The three men finally come to an understanding when the two interviewers
explain that they simply need a second story, something more believable. Pi
supplies this alternative version of his journey, that aboard the lifeboat with
him were his mother, the French cook from the ship, and a crewman. The crewman
had a badly broken leg and the cook insisted on amputating it, gaining the
cooperation of both Pi and Pi’s mother. After the amputation, the crewman died
a slow and painful death. Then the cook revealed that the only reason he
amputated the leg was to use it for bait. Pi’s mother, outraged and sickened by
the act, railed against the cook, especially when he began to eat the crewman,
which Pi insists neither he nor his mother took part in. Pi’s mother and the
cook quarreled, but they eventually became relatively civil shipmates. The
turning point came when a turtle escaped capture and the cook hit Pi. Pi’s
mother then became violent toward the cook and directed Pi to leave the
lifeboat for a raft that was tethered to the lifeboat. Pi watched as the cook
decapitated his mother and threw the severed head to Pi on the raft. In the end,
Pi stabbed the cook to death.
The officials observe that Pi’s first story is much like his
second, only with animals—the zebra is the crewman, the hyena is the French
cook, Orange Juice is Pi’s mother, and the tiger is Pi himself. The two men
decide, and are advised by Pi, that there is no way to tell which story is
true, that they will have to take Pi’s word for it.

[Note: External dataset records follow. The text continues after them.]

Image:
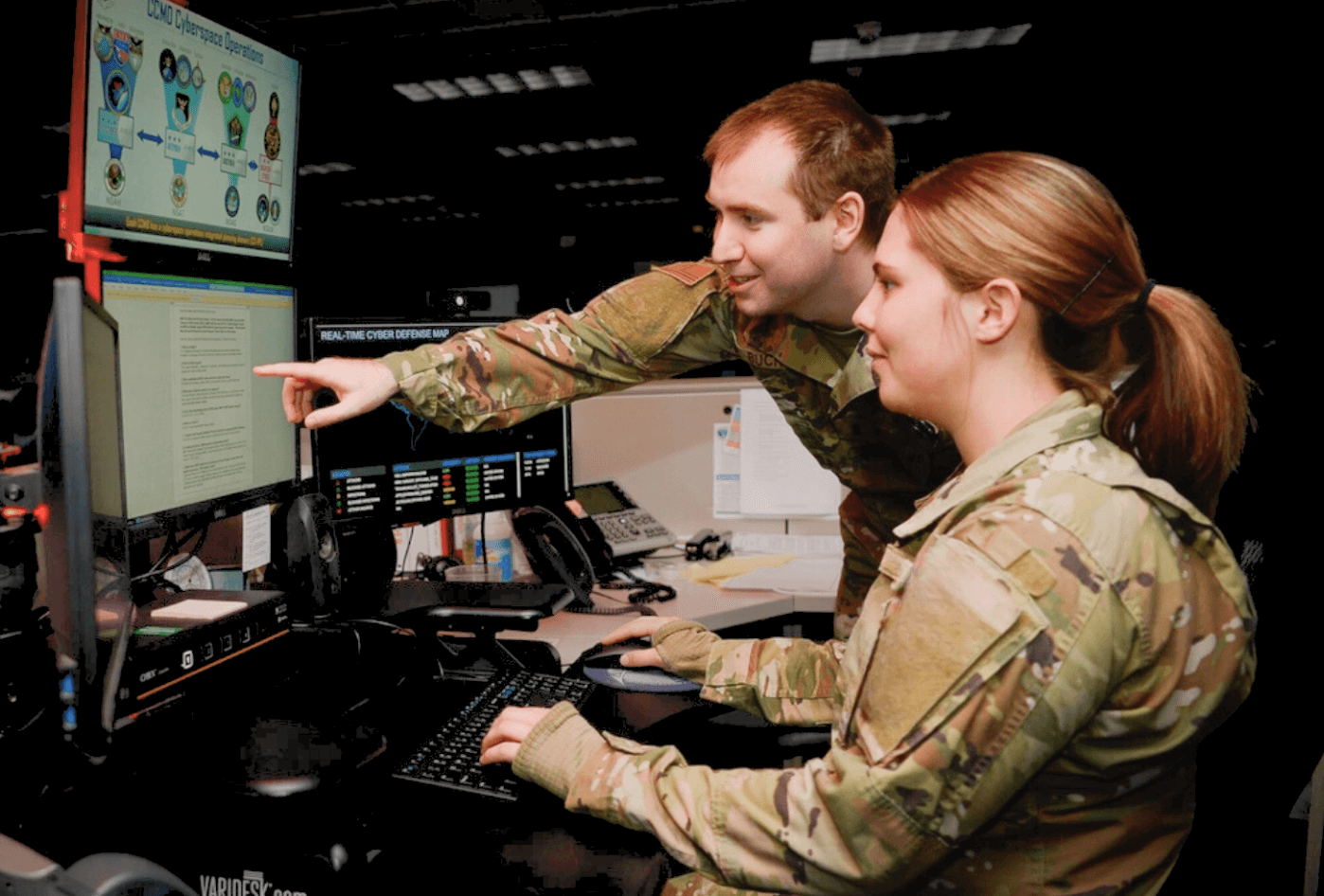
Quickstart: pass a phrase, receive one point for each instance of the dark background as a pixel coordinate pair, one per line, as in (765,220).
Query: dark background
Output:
(1185,120)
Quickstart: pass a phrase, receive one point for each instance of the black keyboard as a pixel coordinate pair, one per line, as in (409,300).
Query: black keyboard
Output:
(449,759)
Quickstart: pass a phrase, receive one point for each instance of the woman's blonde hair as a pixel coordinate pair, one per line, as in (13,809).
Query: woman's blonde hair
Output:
(1060,236)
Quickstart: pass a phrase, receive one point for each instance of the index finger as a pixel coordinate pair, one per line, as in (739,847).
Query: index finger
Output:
(301,369)
(642,628)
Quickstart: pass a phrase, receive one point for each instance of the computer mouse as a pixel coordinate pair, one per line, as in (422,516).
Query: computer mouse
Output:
(609,655)
(601,663)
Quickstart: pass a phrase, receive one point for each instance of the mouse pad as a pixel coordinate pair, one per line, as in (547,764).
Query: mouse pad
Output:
(639,679)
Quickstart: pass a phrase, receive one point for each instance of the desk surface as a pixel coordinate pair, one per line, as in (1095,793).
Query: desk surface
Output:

Pi also reveals that he believes that the Tsimtsum’s crew was drunk and released
the animals from their cages. He is unable to explain how the ship sank. The
two investigators believe that the storm would not have been strong enough to do
it. Pi is unable to address their concerns or suspicions.
Analysis
These chapters are related by The Author, who introduces the
transcript of the Japanese officials’ interview with Pi. Up until now, the
novel has consisted of two types of narrative: first-person from the point of
view of The Author, and first-person from the point of view of The Author
giving us Pi’s first-person account. This new form of narrative is a
third-person transcription, which can only be the invention of the novel’s
author—Yann Martel—and is meant to be completely accepted as fact.
However, Martel continues to introduce ambiguity into the
novel with Pi’s second version of his ordeal. This new story of what happened
on the lifeboat, with its gruesome details and heartbreaking intimacy, rings
very close to being real. A reader could deduce that perhaps Pi Patel was so
traumatized by his experience on the lifeboat with his mother, the cook, and
the crewman that he recast these individuals as animals in order to avoid
having to process such a terrible experience. Martel makes it a matter of faith
for the reader, allowing anyone reading or hearing the two accounts to
subscribe to one or the other, influenced only by Pi’s insistence that the
animal version is the true one.
The exchange between Pi and Mr. Okamoto about invention is
another moment of metafiction that allows all possible scenarios to be true—at least
to some extent. Mr. Okamoto wants truth, and Pi is able to offer only story. Ultimately
Pi states that any narrative, however close to or far from a true experience,
is an invention, thus relieving the reader, The Author, Pi himself, his
interviewers, and Martel from the burden of determining what “really happened.”